Fu decisa, quindi, un'azione navale. Una flotta composta di navi di vario tipo e da diverse cannoniere il 22 agosto si schierò su due file di fronte al porto di Tripoli. Verificata l'indisponibilità del bey ad una composizione pacifica della vertenza, il 23 agosto iniziò il cannoneggiamento contro i fortini del porto. L'attacco contnuò per una settimana. Il 28 agosto i tripolini tentarono una sortita, ma furono respinti.
La flotta napoletana si ritirò, ma il problema non era stato risolto: il bey, infatti, continuò ad aggredire le navi mercantili che transitavano nello Jonio e nel canale di Sicilia. Il 27 settembre la "Regina Isabella" ed il "Principe Carlo" intercettarola la "Mabrouka", goletta tripolina con 56 uomini d'equipaggio, la catturarono e la trasportarono nel porto di Trapani. A questo punto, il bey venne a piú miti consigli ed il 28 ottobre 1828 si decise a firmare a diverse condizioni un nuovo trattato di pace.

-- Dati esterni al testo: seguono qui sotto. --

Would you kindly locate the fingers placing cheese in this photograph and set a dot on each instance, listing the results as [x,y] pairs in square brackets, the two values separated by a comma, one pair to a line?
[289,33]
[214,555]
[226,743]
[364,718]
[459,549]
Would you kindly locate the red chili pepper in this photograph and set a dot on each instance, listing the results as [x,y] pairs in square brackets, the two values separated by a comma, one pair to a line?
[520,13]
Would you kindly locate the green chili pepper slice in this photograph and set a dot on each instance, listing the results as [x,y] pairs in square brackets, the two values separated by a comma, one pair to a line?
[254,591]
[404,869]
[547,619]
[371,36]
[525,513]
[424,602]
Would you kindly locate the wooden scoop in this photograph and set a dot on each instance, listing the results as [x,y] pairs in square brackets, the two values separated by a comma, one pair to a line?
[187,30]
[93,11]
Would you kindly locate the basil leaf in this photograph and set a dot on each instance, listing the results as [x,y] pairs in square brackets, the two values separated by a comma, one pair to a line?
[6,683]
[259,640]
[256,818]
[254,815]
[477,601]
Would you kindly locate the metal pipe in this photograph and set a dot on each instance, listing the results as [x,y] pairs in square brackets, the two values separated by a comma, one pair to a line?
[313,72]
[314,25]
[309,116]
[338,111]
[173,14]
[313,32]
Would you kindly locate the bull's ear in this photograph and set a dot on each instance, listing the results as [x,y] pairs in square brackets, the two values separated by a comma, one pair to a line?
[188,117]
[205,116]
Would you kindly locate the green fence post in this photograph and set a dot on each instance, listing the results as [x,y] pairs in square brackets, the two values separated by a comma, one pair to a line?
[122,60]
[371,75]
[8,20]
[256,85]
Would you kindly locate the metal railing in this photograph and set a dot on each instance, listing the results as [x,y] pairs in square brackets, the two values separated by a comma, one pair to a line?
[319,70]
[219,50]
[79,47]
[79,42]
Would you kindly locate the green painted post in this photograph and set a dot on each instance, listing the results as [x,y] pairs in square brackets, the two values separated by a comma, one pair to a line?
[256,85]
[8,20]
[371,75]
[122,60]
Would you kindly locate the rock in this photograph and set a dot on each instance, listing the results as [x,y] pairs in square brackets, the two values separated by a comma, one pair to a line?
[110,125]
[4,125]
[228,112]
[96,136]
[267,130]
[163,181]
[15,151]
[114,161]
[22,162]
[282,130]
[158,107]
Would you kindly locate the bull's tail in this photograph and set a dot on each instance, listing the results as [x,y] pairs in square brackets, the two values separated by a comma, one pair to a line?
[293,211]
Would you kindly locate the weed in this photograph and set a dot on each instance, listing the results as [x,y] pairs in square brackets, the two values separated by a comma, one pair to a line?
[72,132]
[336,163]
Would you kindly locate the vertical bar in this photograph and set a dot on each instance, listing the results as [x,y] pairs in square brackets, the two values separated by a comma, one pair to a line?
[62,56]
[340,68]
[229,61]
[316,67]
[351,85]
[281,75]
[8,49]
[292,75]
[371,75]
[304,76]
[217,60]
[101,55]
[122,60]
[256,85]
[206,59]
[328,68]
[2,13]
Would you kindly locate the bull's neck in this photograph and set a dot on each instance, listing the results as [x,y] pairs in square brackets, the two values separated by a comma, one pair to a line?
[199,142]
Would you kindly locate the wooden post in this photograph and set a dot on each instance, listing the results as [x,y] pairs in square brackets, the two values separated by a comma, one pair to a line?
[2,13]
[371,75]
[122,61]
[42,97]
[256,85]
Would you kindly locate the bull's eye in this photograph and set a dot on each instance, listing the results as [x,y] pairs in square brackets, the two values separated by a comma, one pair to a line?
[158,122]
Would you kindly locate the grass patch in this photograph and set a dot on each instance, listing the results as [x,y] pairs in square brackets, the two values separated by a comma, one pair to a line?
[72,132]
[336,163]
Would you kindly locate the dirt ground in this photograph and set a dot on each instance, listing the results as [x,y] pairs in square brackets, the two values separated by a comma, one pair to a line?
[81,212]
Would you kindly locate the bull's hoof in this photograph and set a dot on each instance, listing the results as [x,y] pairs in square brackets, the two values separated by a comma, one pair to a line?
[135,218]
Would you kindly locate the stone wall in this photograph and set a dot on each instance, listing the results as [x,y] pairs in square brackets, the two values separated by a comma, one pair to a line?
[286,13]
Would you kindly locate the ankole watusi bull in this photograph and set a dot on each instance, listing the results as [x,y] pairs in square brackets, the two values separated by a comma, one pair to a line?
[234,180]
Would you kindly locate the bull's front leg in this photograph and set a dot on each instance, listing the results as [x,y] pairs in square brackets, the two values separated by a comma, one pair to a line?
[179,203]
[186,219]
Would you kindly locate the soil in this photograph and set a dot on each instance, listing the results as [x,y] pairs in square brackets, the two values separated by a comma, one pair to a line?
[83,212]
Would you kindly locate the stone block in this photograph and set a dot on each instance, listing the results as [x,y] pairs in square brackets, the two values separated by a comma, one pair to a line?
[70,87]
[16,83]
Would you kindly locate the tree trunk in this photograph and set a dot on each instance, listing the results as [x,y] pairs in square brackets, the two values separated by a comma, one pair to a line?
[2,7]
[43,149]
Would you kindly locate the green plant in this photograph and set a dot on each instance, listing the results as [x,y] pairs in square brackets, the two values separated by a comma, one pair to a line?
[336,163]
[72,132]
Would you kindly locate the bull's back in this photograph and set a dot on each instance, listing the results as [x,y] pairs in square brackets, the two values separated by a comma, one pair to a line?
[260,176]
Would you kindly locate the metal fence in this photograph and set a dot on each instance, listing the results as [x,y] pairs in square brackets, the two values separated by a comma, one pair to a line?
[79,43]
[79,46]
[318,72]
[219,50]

Ma, non era ancora finita. Il 23 marzo 1833 fu sottoscritto un accordo di reciproca assistenza contro la pirateria con il Regno di Sardegna: fu decisa un'azione navale congiunta contro il bey di Tunisi. L'iniziativa si concluse positivamente il 10 maggio, mentre il 17 novembre veniva sottoscritto a Tunisi un trattato di pace e di amicizia fra il bey ed il Regno delle Due Sicilie. Con quell'accordo si confermava una precedente convenzione, sottoscritta il 17 aprile 1816, in base alla quale la bandiera delle Due Sicilie era considerata come quella della "nazione piú favorita".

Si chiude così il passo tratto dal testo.